Dr. Helen Baulch, University of Saskatchewan (USask) associate professor at the School of Environment and Sustainability, says that because Buffalo Pound Lake is so shallow, algae growth and water temperature can change quickly. The purchase of the $250,000 high-tech buoy will give plant operators the chance to view the lake’s ecology remotely, all while advancing lake science.

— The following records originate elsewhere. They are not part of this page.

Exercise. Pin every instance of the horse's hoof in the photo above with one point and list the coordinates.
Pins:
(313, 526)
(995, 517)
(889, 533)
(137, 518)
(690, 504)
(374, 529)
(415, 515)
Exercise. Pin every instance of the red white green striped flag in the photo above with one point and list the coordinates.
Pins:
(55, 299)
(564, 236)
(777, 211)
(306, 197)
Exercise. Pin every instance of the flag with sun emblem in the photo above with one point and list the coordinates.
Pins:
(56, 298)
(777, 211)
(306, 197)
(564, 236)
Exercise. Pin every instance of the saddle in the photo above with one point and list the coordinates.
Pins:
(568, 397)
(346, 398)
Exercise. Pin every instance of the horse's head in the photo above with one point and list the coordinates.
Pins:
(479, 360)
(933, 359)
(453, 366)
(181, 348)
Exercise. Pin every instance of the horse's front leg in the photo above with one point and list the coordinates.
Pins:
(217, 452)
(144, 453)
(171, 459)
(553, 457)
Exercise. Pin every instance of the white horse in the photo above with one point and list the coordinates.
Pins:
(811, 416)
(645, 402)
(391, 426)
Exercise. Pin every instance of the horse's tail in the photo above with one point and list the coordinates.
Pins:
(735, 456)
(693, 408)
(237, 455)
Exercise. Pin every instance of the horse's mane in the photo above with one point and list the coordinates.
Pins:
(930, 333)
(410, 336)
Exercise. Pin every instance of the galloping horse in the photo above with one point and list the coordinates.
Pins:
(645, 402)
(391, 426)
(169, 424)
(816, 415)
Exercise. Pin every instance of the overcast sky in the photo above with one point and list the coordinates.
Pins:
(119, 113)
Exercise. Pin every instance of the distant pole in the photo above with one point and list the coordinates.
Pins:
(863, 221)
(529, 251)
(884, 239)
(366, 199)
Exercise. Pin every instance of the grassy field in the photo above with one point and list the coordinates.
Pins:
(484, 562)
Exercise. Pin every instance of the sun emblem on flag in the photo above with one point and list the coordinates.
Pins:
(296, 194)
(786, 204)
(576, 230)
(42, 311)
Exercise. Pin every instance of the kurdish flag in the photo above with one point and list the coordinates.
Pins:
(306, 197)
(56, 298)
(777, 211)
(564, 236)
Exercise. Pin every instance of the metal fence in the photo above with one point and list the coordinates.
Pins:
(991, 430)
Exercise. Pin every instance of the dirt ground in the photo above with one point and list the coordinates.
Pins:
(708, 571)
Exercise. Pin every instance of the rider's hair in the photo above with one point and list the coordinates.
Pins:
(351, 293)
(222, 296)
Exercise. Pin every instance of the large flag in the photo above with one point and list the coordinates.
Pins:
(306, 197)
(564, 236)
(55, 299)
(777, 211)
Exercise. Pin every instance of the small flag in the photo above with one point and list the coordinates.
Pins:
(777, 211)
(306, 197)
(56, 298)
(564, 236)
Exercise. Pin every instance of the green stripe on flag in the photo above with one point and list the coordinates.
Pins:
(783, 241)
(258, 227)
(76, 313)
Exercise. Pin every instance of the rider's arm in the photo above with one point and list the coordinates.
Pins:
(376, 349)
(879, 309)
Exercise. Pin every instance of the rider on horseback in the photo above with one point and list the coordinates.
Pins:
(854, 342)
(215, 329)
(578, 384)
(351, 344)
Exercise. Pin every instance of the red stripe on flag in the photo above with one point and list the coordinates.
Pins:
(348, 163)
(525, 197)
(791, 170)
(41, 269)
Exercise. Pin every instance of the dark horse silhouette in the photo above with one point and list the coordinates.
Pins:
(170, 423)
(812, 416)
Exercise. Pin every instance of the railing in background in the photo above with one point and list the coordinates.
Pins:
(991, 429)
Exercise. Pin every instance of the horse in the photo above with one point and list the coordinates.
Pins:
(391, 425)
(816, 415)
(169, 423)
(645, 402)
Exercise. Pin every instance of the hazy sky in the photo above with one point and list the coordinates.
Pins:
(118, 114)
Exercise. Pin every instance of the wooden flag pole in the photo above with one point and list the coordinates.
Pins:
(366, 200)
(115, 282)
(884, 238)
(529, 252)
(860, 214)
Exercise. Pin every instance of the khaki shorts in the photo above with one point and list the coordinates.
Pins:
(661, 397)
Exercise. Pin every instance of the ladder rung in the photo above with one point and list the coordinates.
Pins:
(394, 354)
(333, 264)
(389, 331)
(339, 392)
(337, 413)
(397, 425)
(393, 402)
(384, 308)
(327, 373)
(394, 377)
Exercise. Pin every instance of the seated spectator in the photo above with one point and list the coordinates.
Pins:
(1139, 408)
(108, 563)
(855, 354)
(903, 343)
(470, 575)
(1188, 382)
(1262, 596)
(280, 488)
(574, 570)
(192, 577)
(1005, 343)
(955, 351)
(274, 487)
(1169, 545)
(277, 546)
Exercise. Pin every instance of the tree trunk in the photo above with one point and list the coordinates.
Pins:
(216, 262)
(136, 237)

Rapid changes such as large temperature variations between upper and lower lake levels can cause major problems for the plant that supplies potable water to Regina, Moose Jaw and nearby areas, covering about 260,000 residents.
“The plant operators have seen those changes affect their operations, and our research collaboration has really helped troubleshoot and anticipate some of those changes,” Dr. Baulch said in an announcement from USask.
Dr. Baulch, also USask’s Centennial Enhancement Chair in Aquatic Ecosystem Biogeochemistry, says the buoy’s cutting-edge sensors can more accurately measure carbon dioxide that’s important to lake ecology. It also boasts cameras with telemetry so that operators can monitor the lake surface for scum.
The water plant has had a less sophisticated monitoring buoy in place for some eight years, but it is in need of replacement, particularly as climate change and changes to land use “are putting unprecedented pressure on prairie aquatic systems,” Baulch noted, particularly when it comes to harmful cyanobacterial blooms.
Baulch spent a few months consulting with British Columbia-based supplier Hoskin Scientific Ltd. to design elements of the new buoy, including enabling some sensors to be nestled in a metal cage under lake ice to provide year-round monitoring.
For Blair Kardash, manager of laboratory and research at the water treatment plant, the partnership with Baulch underlines the value of academic-industrial cooperation. The purchase of the new buoy came through a partnership between USask and the Buffalo plant’s board of directors in Regina and Moose Jaw.
“We want to support Dr. Baulch’s continued research in limnology (the study of lakes) at Buffalo Pound. In doing so, we also get the benefit of having realtime monitoring for rapid changes in water quality, as well as the benefits from her long-time research on cyanobacteria,” Kardash said in a statement.
The importance of sensor monitoring can also be highlighted by a situation in the spring of 2015 when thermal stratification in Buffalo Pound Lake affected water clarifiers in the plant, cutting treatment capacity in half, and leading to an emergency water restriction in Moose Jaw and Regina.
Baulch and Kardash have since developed “decision trees” on how to use sensor data to adapt plant operations during periods of stratification extremes, and to advise cities to have enough water in their reservoirs to ride out any potential treatment slowdowns.